“What happened to your cheek?” I asked casually and instinctively. My friend appeared to be surprised at my question but recovered quickly. “It’s an allergic reaction to something I ate. It was so bad that I had to cover it up” she replied. I stared at the band-aid on her cheek, genuinely concerned for her.

Not long ago, I had an ugly allergic reaction too. Like my friend, hiding indoors was not an option. So I ventured out with a band-aid on the bridge of my nose, embarrassed and afraid of attracting attention towards my problem.

But nobody asked me any questions. None at all. When friends or strangers spoke to me, they ignored the aberration. It was as if the band-aid was invisible. Even though I was self-conscious when I left home that morning, as the day progressed I became more and more unaware of the thing that was abnormally stuck to my skin. I was grateful that I did not have to deal with curious looks or prying questions.
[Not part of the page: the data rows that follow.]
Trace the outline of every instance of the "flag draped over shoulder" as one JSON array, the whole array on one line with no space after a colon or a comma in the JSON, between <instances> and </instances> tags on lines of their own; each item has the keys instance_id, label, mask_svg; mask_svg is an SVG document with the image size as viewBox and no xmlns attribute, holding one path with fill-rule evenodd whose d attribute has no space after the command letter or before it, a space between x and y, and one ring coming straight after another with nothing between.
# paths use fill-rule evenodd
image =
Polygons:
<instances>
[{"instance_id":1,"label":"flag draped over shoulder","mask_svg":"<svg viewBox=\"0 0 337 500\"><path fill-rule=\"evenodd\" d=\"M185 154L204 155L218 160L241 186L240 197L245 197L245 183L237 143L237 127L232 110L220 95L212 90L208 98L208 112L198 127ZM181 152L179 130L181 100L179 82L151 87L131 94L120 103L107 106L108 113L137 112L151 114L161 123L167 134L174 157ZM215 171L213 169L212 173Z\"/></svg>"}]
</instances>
People respected my privacy enough to stay mum unless I explicitly signaled for help.

That day, I became keenly aware of the fact that I was in America, not India. Privacy is a huge deal here.

It would have been a totally different story in India. Going out in public with a band-aid on my face would have attracted attention and interrogation from neighbors, colleagues, maids, bank tellers, and even cab drivers. I would have received unsolicited advice on how to treat my problem–recipes for DIY home remedies, recommendations on beauty salons, doctors and quacks and referrals to astrologers and priests.

“Mind your own business” is not a mantra Indians live by because the community operates under a general consensus: Your problem is our problem and we can fix it together. Of course, this can sometimes do more harm than good. But in general, the communal mindset of the Indian society ensures that everybody is taken care of, even if it means that individual privacy is compromised.

As someone who was born and raised in India but now living in America, I have to straddle between two cultural mindsets–the communal Indian and the individualistic American. Most of the time, I enjoy the negotiation, the battle that goes on in my head. It makes me examine the good and bad in both views. It leaves me with appreciation and respect for both cultures.

When it comes to privacy and personal space, the East and the West have opposite philosophies. But I believe that the inherent intent behind both is good. In Indian society, I could wear a band-aid on my little finger and not go an entire day without knowing that people care–they care enough to ask me questions. In America, I could wear a band-aid on my forehead and go an entire day knowing that people care–they care enough not to ask questions.